Some time ago, when I was visiting the University of Oslo, I was introduced to a Norwegian psychometrician whom I will designate as professor X. The person who introduced me was impressed with professor X, who was clearly considered famous, and assumed that I knew who he was. Although I had never heard of him, in the spur of the moment I shook his hand and missed a precious bit of time in which I could have said ‘sorry, but I don’t think I recall your name.’ As a result, for the next ten minutes I found myself sweating over the possibility that my discussion partner would suddenly ask me what I thought of X’s work.

When I got back to my hotel and was finally sipping a beer (Norwegians have this wicked custom of exclusively serving drinks without alcohol), I googled professor X. I found that X had indeed done psychometric work, and from my understanding of the lingua franca of mathematics, it seemed quite good. However, all of it had been published in Norwegian. Because professor X was ‘world famous’ in Norway, my conversation partner had assumed that his fame extended across the borders, much like Dutch people think that scientists appearing in Dutch talk shows must be internationally acclaimed – a classic halo effect.
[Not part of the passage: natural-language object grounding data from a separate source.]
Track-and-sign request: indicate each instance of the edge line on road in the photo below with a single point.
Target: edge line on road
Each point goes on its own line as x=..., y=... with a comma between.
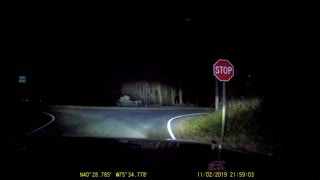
x=52, y=119
x=169, y=122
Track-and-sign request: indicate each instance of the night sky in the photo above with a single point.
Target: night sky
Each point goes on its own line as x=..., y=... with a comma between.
x=75, y=55
x=83, y=57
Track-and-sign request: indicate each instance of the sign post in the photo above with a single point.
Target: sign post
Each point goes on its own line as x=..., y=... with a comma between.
x=223, y=70
x=22, y=80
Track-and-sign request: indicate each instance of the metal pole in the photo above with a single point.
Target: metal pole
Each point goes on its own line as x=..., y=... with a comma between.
x=223, y=110
x=217, y=95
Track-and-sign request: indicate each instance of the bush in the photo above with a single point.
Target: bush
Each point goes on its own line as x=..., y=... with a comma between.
x=241, y=129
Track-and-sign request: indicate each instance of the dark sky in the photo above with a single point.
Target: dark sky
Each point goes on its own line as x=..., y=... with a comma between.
x=86, y=54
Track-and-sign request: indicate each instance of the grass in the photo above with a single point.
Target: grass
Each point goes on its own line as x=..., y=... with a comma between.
x=241, y=128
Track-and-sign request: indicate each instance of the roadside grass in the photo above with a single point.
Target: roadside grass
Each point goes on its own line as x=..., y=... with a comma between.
x=241, y=128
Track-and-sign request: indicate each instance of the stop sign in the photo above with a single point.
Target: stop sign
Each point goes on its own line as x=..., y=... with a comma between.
x=223, y=70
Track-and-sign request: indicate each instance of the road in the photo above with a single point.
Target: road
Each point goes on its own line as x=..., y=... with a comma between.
x=113, y=122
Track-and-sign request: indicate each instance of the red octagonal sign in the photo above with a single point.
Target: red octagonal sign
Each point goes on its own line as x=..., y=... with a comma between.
x=223, y=70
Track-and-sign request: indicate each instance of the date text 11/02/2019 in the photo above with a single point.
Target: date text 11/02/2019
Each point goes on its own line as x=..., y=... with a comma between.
x=112, y=174
x=225, y=174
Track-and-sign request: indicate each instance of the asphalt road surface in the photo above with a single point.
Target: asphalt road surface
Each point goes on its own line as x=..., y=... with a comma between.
x=113, y=122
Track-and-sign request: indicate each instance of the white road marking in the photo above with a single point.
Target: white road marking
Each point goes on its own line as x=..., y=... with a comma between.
x=52, y=119
x=169, y=127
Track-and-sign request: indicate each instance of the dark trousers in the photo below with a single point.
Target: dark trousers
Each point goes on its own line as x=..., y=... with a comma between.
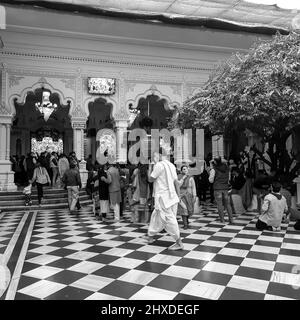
x=78, y=206
x=122, y=204
x=260, y=225
x=27, y=199
x=40, y=191
x=202, y=194
x=211, y=191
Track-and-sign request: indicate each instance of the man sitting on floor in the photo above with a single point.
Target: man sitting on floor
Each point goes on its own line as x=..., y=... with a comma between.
x=272, y=210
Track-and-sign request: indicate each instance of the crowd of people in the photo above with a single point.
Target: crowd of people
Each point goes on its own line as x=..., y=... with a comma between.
x=48, y=169
x=157, y=194
x=234, y=186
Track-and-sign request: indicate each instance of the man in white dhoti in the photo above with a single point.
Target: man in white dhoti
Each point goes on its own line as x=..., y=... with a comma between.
x=165, y=193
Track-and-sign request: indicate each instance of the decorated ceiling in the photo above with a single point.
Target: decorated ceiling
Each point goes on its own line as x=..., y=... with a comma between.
x=262, y=16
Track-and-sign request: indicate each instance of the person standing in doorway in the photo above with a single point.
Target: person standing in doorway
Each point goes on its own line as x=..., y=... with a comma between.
x=63, y=165
x=41, y=177
x=187, y=195
x=72, y=181
x=73, y=159
x=54, y=168
x=166, y=197
x=113, y=180
x=103, y=192
x=219, y=176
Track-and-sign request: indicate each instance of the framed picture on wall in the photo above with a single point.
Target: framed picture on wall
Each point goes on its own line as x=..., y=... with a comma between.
x=101, y=85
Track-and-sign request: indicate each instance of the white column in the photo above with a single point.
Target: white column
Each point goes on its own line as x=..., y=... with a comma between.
x=297, y=180
x=121, y=136
x=8, y=126
x=217, y=146
x=200, y=141
x=78, y=146
x=2, y=142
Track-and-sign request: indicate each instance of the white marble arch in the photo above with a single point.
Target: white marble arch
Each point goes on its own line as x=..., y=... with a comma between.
x=168, y=103
x=21, y=97
x=109, y=101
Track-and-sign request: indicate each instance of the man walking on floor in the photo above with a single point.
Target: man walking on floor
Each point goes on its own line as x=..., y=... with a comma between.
x=219, y=176
x=165, y=193
x=72, y=181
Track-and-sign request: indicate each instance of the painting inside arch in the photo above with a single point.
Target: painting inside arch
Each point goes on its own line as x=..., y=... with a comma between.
x=47, y=144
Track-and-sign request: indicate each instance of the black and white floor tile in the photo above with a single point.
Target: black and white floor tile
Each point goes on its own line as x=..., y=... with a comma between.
x=56, y=256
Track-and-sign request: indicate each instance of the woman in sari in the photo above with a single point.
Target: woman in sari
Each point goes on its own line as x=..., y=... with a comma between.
x=141, y=193
x=187, y=196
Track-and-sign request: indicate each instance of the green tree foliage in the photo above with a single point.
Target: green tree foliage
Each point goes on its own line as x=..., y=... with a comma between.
x=259, y=91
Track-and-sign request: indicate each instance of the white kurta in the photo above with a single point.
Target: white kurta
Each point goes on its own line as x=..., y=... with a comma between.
x=166, y=200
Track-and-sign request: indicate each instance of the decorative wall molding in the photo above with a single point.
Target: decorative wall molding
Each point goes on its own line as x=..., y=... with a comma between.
x=42, y=73
x=102, y=61
x=4, y=111
x=14, y=80
x=20, y=97
x=78, y=114
x=169, y=103
x=69, y=83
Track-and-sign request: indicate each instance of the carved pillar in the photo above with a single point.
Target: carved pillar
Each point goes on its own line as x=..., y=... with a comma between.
x=8, y=127
x=217, y=146
x=6, y=174
x=2, y=142
x=78, y=122
x=121, y=136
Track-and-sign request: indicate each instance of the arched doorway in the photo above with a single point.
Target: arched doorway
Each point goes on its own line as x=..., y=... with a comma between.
x=39, y=127
x=100, y=117
x=155, y=108
x=152, y=112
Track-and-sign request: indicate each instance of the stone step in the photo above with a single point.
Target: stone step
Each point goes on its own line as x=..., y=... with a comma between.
x=47, y=190
x=18, y=196
x=17, y=202
x=54, y=206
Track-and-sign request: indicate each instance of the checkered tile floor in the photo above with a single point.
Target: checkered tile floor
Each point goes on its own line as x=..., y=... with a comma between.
x=78, y=257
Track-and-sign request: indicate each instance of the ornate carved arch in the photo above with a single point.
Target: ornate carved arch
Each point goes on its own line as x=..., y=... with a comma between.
x=168, y=103
x=109, y=101
x=21, y=97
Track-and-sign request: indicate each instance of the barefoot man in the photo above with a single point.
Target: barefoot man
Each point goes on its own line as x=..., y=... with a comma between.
x=165, y=193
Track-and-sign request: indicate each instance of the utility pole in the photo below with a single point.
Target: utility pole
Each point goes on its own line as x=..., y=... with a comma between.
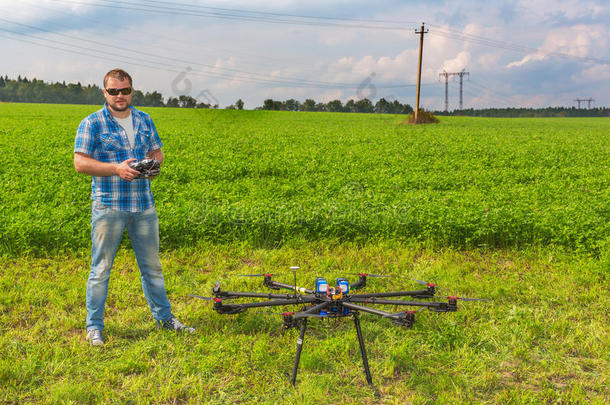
x=446, y=75
x=421, y=33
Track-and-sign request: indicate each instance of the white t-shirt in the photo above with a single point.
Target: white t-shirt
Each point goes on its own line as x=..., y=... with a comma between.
x=127, y=124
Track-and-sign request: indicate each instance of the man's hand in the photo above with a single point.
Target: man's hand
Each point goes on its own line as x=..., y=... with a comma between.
x=125, y=171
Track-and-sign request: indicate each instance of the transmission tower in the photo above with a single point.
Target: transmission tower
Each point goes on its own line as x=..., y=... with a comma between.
x=447, y=75
x=461, y=75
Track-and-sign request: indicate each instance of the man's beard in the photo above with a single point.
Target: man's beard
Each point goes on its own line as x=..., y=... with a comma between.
x=115, y=108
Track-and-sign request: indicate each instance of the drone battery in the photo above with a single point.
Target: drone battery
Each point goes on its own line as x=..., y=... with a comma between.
x=343, y=284
x=321, y=285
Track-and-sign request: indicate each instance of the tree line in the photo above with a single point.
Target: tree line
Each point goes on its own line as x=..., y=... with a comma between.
x=531, y=112
x=23, y=90
x=37, y=91
x=364, y=105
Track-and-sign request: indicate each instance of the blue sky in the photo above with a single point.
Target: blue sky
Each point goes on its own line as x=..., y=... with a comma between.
x=517, y=53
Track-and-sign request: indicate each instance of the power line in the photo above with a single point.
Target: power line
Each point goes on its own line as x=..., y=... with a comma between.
x=125, y=5
x=265, y=17
x=233, y=74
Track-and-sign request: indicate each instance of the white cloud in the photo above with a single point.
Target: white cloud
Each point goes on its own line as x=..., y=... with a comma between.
x=579, y=41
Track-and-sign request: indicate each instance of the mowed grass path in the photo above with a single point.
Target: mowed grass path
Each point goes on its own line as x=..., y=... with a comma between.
x=271, y=177
x=543, y=337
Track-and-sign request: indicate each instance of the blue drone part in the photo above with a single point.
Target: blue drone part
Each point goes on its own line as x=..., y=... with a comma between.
x=343, y=284
x=321, y=285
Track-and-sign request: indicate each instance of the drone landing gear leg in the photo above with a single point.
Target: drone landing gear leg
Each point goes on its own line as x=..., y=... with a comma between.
x=365, y=360
x=299, y=350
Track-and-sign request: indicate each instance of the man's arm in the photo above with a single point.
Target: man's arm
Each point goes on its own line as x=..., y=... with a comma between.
x=85, y=164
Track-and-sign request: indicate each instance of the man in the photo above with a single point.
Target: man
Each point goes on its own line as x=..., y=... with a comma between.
x=106, y=143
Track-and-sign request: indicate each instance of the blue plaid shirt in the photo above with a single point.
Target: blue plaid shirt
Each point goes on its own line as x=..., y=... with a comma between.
x=101, y=137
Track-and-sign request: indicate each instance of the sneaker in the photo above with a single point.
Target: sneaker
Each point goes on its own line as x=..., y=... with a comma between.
x=95, y=336
x=175, y=325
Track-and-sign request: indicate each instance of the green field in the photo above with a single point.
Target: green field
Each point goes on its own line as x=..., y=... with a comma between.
x=515, y=210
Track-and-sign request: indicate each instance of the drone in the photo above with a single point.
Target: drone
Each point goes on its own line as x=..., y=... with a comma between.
x=333, y=301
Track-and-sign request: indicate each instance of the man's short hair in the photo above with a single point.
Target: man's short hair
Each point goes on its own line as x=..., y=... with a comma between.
x=118, y=74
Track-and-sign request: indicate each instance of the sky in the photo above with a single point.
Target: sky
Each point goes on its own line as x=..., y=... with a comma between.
x=514, y=53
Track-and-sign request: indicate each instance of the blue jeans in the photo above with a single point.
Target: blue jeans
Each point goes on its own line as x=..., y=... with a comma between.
x=107, y=227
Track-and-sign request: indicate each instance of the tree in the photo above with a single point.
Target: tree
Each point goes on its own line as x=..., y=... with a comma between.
x=334, y=106
x=172, y=102
x=382, y=106
x=309, y=105
x=268, y=104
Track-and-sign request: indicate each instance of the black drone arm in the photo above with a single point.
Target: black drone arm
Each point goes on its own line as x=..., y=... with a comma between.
x=275, y=303
x=312, y=311
x=237, y=294
x=433, y=306
x=366, y=309
x=276, y=285
x=429, y=293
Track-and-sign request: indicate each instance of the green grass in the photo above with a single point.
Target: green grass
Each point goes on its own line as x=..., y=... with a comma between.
x=272, y=177
x=542, y=338
x=515, y=210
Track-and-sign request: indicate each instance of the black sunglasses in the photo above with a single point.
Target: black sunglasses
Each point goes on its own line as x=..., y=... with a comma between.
x=115, y=92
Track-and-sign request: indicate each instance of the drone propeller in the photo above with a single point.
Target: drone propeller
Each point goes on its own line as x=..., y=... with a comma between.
x=403, y=313
x=427, y=284
x=200, y=297
x=468, y=299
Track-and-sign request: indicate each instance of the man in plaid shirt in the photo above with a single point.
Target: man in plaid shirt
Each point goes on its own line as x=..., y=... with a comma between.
x=106, y=143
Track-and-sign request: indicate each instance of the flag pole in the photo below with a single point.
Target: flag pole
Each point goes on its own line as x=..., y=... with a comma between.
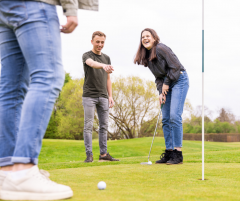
x=202, y=89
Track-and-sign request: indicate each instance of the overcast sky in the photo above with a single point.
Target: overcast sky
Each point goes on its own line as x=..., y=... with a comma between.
x=179, y=26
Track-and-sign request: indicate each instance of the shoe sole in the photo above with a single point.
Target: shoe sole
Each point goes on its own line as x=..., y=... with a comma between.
x=107, y=161
x=11, y=195
x=174, y=164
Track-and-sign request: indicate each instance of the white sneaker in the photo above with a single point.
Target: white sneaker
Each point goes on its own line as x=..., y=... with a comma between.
x=34, y=186
x=2, y=177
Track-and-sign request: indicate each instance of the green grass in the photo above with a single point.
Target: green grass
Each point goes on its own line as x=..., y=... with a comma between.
x=128, y=180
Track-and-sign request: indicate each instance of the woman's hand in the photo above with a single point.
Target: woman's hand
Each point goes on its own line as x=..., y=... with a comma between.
x=111, y=102
x=162, y=99
x=165, y=89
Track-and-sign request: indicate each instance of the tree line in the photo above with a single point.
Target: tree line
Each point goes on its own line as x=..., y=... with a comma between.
x=134, y=115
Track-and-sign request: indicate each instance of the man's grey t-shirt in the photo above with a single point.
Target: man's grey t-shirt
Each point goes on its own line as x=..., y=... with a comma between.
x=95, y=83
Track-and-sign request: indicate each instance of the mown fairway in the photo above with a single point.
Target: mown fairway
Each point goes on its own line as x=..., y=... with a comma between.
x=128, y=180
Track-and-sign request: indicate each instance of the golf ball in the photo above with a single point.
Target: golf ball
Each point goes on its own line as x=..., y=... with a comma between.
x=102, y=185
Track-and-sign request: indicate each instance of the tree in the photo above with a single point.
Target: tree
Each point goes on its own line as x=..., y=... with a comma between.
x=70, y=111
x=52, y=128
x=136, y=102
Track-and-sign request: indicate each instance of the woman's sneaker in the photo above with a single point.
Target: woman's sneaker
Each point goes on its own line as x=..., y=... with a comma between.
x=108, y=157
x=35, y=185
x=176, y=159
x=166, y=156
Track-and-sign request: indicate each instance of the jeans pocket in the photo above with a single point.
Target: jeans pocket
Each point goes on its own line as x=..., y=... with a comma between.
x=17, y=14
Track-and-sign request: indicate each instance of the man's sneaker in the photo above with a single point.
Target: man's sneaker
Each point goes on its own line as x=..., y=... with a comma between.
x=2, y=177
x=89, y=159
x=107, y=158
x=177, y=158
x=166, y=156
x=35, y=185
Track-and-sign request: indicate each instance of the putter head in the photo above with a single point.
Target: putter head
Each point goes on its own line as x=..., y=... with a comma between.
x=146, y=163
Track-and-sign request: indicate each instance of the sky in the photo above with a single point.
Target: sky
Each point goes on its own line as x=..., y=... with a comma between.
x=179, y=26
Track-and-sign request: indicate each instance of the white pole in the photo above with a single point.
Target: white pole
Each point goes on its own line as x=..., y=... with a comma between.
x=202, y=89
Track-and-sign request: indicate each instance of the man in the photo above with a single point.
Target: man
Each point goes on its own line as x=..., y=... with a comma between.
x=32, y=76
x=97, y=92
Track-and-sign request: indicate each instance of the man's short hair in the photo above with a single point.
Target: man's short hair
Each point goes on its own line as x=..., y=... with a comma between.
x=98, y=33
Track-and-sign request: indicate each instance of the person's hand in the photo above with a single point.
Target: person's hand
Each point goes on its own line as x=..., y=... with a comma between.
x=108, y=68
x=111, y=102
x=162, y=99
x=72, y=23
x=165, y=89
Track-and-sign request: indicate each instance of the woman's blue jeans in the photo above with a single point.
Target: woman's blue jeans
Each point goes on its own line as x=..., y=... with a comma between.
x=32, y=76
x=172, y=112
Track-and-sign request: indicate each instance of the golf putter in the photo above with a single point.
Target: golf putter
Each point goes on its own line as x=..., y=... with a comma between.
x=149, y=162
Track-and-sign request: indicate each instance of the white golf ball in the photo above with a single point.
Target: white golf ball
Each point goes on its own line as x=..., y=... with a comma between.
x=102, y=185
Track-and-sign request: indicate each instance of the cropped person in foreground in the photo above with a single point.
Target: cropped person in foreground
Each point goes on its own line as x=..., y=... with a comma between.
x=97, y=93
x=32, y=76
x=172, y=83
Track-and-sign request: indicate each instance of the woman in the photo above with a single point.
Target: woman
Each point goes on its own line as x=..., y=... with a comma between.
x=172, y=83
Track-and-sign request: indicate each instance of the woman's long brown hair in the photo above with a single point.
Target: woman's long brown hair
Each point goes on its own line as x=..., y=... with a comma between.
x=141, y=57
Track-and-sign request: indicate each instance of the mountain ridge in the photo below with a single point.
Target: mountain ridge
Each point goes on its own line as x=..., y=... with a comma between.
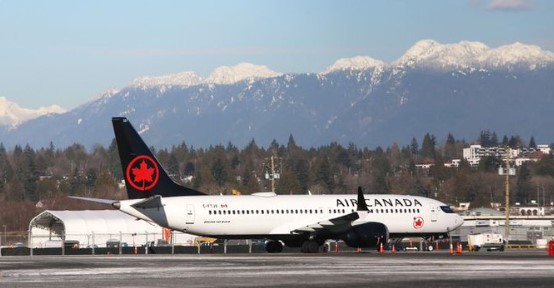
x=358, y=100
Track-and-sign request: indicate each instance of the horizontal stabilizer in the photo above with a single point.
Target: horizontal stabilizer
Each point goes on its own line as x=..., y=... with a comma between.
x=95, y=200
x=152, y=202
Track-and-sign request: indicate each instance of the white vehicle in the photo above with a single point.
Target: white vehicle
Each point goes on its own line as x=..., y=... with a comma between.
x=489, y=241
x=304, y=221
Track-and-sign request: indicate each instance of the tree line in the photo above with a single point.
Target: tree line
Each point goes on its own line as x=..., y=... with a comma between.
x=32, y=180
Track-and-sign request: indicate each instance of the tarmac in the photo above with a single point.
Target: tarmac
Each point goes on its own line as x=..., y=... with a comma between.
x=519, y=268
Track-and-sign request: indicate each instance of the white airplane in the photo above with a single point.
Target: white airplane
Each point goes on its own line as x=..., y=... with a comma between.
x=305, y=221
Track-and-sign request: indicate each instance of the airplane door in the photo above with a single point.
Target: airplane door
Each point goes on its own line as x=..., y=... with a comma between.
x=434, y=214
x=189, y=219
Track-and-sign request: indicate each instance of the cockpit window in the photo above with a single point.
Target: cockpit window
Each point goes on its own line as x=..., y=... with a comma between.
x=446, y=209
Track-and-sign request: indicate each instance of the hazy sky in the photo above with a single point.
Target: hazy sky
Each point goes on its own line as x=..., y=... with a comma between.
x=66, y=52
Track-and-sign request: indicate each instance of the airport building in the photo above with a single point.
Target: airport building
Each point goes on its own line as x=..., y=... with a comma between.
x=98, y=228
x=529, y=227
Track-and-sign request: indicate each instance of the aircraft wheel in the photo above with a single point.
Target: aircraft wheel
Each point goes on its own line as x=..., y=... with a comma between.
x=273, y=247
x=310, y=246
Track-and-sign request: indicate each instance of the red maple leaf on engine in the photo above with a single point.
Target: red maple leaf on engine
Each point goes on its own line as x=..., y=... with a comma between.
x=143, y=173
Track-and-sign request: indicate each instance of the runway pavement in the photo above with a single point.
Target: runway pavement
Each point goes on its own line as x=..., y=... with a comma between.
x=526, y=268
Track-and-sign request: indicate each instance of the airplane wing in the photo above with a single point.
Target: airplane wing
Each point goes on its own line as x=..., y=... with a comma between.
x=338, y=224
x=335, y=225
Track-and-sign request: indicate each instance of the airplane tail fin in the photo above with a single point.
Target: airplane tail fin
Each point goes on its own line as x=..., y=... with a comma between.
x=144, y=176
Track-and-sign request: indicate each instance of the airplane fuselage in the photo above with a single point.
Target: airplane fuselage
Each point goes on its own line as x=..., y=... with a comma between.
x=267, y=215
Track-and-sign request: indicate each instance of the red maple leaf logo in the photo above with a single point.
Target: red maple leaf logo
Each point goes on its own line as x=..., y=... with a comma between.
x=144, y=175
x=418, y=222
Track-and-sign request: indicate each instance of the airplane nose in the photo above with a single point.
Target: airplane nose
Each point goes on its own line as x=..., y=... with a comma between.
x=116, y=205
x=459, y=220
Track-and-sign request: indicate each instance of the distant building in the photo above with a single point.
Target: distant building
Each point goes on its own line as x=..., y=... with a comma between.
x=474, y=153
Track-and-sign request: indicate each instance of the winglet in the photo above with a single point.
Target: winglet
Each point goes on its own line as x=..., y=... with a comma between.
x=362, y=206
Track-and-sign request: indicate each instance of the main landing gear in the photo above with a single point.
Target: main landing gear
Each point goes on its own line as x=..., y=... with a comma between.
x=310, y=246
x=272, y=246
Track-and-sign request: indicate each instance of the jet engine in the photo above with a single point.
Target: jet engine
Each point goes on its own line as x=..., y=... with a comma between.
x=366, y=235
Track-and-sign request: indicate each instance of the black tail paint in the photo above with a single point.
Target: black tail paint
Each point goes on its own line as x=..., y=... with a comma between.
x=143, y=174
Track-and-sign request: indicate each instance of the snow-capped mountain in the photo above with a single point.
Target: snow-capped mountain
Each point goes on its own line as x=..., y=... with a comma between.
x=473, y=55
x=240, y=72
x=354, y=63
x=433, y=88
x=12, y=115
x=221, y=75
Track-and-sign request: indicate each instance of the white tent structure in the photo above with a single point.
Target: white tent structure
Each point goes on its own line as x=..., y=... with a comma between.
x=94, y=228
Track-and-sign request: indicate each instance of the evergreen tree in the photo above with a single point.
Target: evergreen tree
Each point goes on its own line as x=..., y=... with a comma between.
x=428, y=147
x=414, y=146
x=450, y=148
x=532, y=143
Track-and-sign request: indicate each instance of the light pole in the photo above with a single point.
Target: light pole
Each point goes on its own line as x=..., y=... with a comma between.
x=5, y=241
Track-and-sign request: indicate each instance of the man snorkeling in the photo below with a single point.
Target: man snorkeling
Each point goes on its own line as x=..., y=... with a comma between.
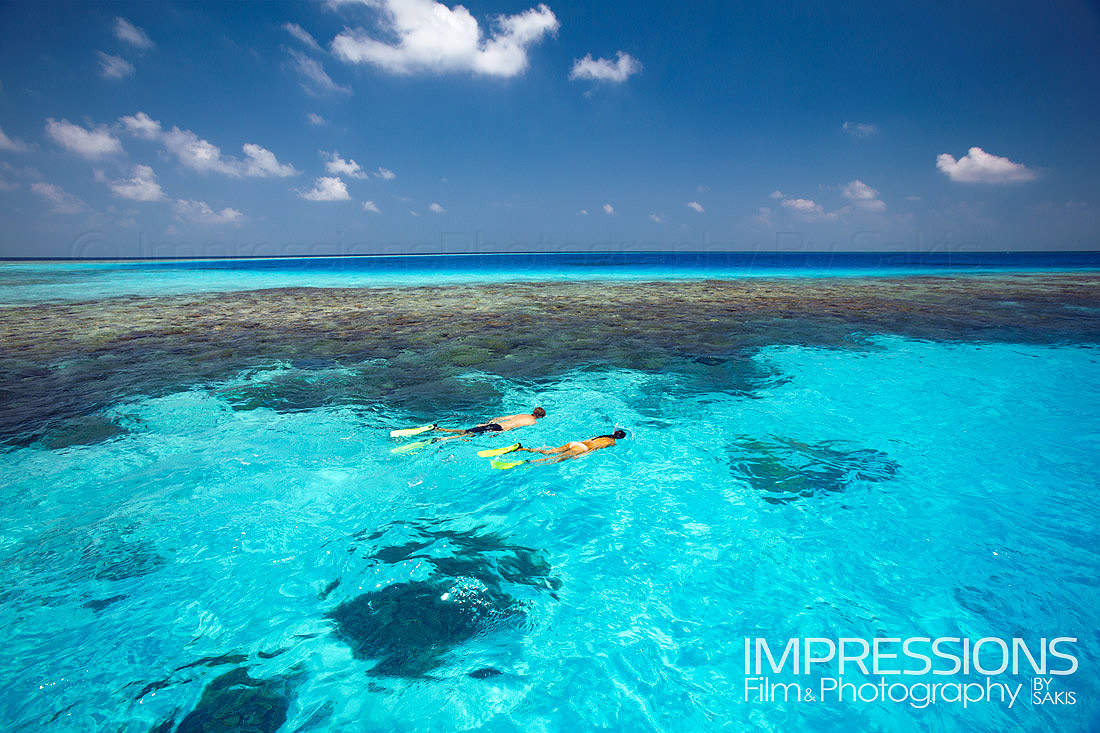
x=570, y=450
x=497, y=424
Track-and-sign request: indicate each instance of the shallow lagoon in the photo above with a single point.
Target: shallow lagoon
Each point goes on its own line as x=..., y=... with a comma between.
x=204, y=524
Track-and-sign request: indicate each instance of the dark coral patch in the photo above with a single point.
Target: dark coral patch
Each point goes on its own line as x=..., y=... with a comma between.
x=407, y=627
x=788, y=470
x=240, y=703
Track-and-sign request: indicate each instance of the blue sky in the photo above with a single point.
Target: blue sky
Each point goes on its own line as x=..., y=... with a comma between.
x=410, y=126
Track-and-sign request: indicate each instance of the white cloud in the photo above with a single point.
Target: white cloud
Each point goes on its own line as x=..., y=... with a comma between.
x=435, y=39
x=130, y=33
x=61, y=200
x=141, y=126
x=87, y=143
x=605, y=69
x=327, y=189
x=204, y=156
x=979, y=166
x=859, y=129
x=804, y=206
x=862, y=196
x=762, y=217
x=200, y=212
x=301, y=34
x=141, y=187
x=315, y=80
x=338, y=166
x=261, y=163
x=11, y=145
x=113, y=67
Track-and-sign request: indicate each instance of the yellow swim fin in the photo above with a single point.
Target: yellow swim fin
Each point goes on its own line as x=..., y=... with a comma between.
x=498, y=451
x=408, y=431
x=503, y=465
x=409, y=447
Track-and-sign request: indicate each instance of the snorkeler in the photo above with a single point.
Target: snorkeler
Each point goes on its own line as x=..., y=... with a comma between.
x=495, y=425
x=570, y=450
x=498, y=424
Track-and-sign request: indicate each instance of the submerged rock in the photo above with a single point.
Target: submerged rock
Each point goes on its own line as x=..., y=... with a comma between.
x=479, y=583
x=409, y=626
x=235, y=702
x=789, y=470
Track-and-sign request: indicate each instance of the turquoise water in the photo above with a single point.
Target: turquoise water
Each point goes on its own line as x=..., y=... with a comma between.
x=905, y=488
x=23, y=283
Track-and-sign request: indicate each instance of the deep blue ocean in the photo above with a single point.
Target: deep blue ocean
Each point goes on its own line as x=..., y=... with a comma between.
x=234, y=555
Psychometrics in Norwegian is a relic of the past. The same holds for psychometrics in German, French, and Dutch. In one way that’s a loss. For example, one of the very best books ever written on psychometrics, Psychometrie in de praktijk, was exclusively available in Dutch, and so generations of students had an edge over American psychometricians who, not being able to read this secret tomb of knowledge, missed out on crucial bits of information. Also, there are some very subtle psychometric expressions that can only be pronounced in Dutch, like the word ‘item’ (correctly pronounced ‘eat-em’).

On the whole, however, the demise of these national ‘miniature sciences’ is a win. Shaking them off has allowed scientists to break linguistic barriers, leading to a phenomenal acceleration of knowledge sharing and an equally impressive internationalization of universities. When I studied psychology, all but one or two of the academics were Dutch, and I didn’t know anyone who had studied abroad. Today, our department is bristling with a melting pot of academics from all over the world, students routinely visit universities in other countries, and everyone publishes in international scientific journals. In the past two years, it has been especially interesting to see the development of the student population, which is now more diverse than before. 

Breaking down these linguistic barriers conforms to the spirit of science, which is not bound by national borders, and I don’t regret the loss of Dutch psychology. If anything, the process of internationalization hasn’t gone far enough: that Dutch psychometrics book has been out of print for a long time and, if it isn’t translated, future historians of science will never know what gave the young Dutch psychometricians of the 1990s the edge over their American counterparts. So if you ask me, all these works should be translated into English, so that the body of scientific knowledge becomes the whole that it should be. That way, I could finally appreciate the work of professor X.